La unidad: ¿Qué es un tesla?

El tesla mide la densidad de flujo magnético, también llamada intensidad de campo magnético. Un tesla equivale a un weber por metro cuadrado, o equivalentemente, un kilogramo por amperio por segundo al cuadrado.

En términos prácticos:

  • Campo magnético de la Tierra: 25-65 microteslas (μT)
  • Imán de refrigerador: 5 militeslas (mT)
  • Máquina de resonancia magnética: 1,5-3 teslas
  • Campo magnético continuo más fuerte creado: 45,5 teslas
  • Campo magnético pulsado más fuerte: más de 1.200 teslas

¿Por qué Tesla?

La elección de honrar a Tesla reconoció su trabajo fundamental con campos electromagnéticos. Su invención del motor de inducción de CA y sus diseños de transformadores se basaban en una comprensión profunda de los campos magnéticos.

Antes del tesla, la densidad de flujo magnético se medía a menudo en gauss (nombrado en honor al matemático Carl Friedrich Gauss). La conversión es sencilla:

1 tesla = 10.000 gauss

El gauss sigue siendo común para campos más débiles —el campo de la Tierra es de aproximadamente 0,25-0,65 gauss— mientras que el tesla se prefiere para campos más fuertes en contextos científicos.

Tesla en la tecnología moderna

La unidad que lleva su nombre aparece en todas partes:

Imagen médica: Las máquinas de resonancia magnética se clasifican en teslas. Una resonancia de 3T produce imágenes con más detalle que una de 1,5T, aunque ambas usan campos magnéticos mucho más fuertes que cualquier cosa que Tesla mismo hubiera podido generar.

Física de partículas: El Gran Colisionador de Hadrones usa imanes superconductores que producen hasta 8,3 teslas para curvar los haces de partículas alrededor de su anillo de 27 kilómetros.
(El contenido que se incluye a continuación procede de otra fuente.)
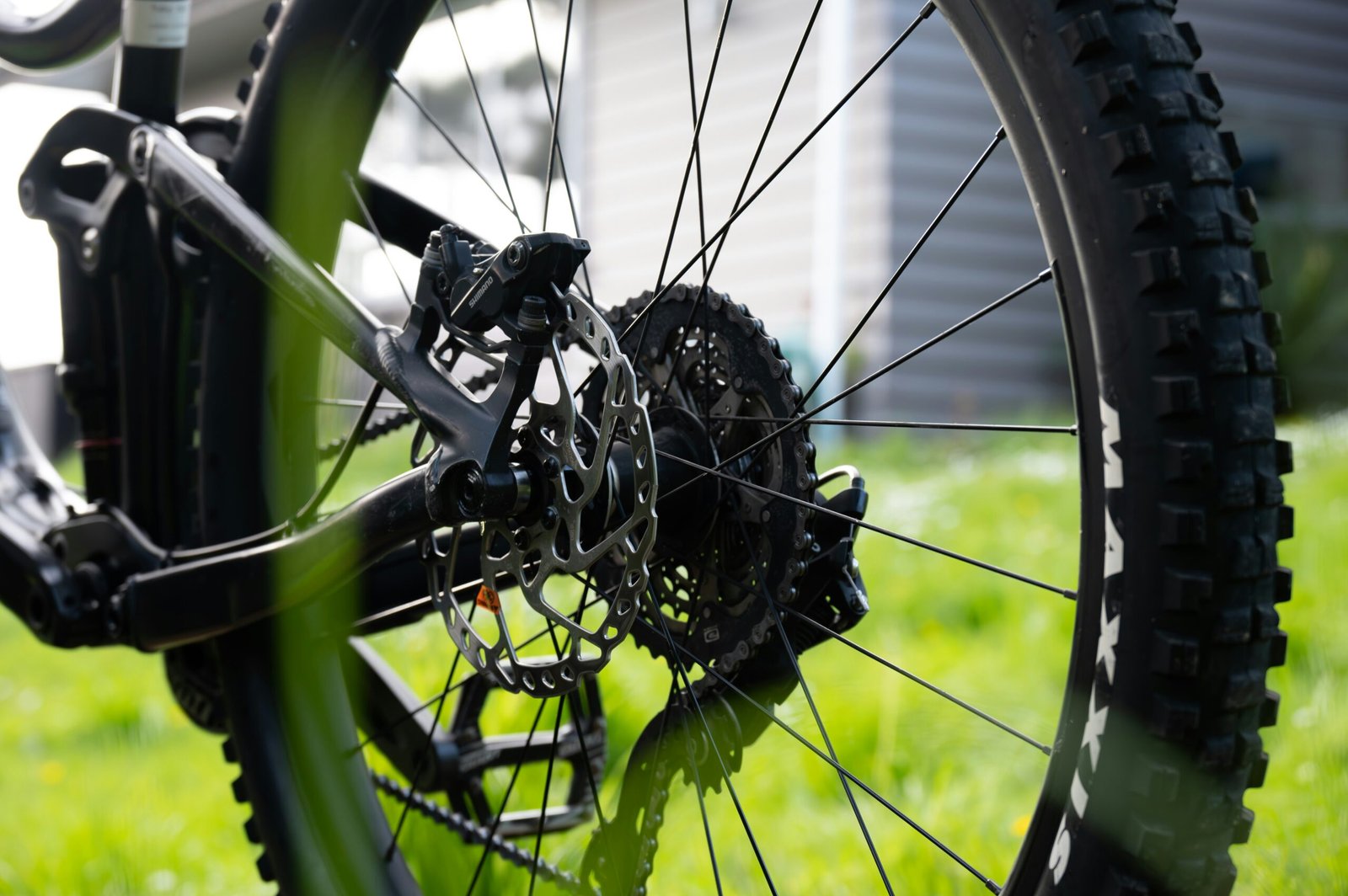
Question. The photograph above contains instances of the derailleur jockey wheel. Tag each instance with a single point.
(599, 473)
Vehículos eléctricos: Los motores de los coches eléctricos usan imanes permanentes y electroimanes medidos en teslas. (Sí, los coches Tesla usan teslas.)

Almacenamiento de datos: Los cabezales de lectura/escritura de los discos duros operan en campos magnéticos medidos en teslas.

El genio olvidado

Tesla murió en 1943 con poco dinero y pocos amigos. Pasó sus últimos años alimentando palomas en los parques de Nueva York y haciendo afirmaciones cada vez más excéntricas sobre rayos de la muerte y comunicación interplanetaria.

Sin embargo, dentro de los 17 años de su muerte, la comunidad científica internacional nombró una unidad fundamental en su honor —reconociendo que sus contribuciones a la comprensión del electromagnetismo fueron invaluables.

Los números

Conversiones comunes con el tesla:

  • 1 T = 10.000 gauss (G)
  • 1 T = 1 Wb/m² (weber por metro cuadrado)
  • 1 T = 1 kg/(A·s²)
  • 1 mT = 10 G
  • 1 μT = 0,01 G

Legado

La unidad tesla asegura que el nombre de Nikola Tesla se pronuncie en laboratorios, hospitales y firmas de ingeniería de todo el mundo, todos los días. Es un memorial apropiado para un hombre que quería dar al mundo energía inalámbrica gratuita pero terminó cambiando cómo entendemos los campos magnéticos.

La próxima vez que te hagan una resonancia magnética, estarás literalmente dentro de un tesla —honrando a un inventor serbio-estadounidense que imaginó nuestro futuro electromagnético un siglo antes de que llegara.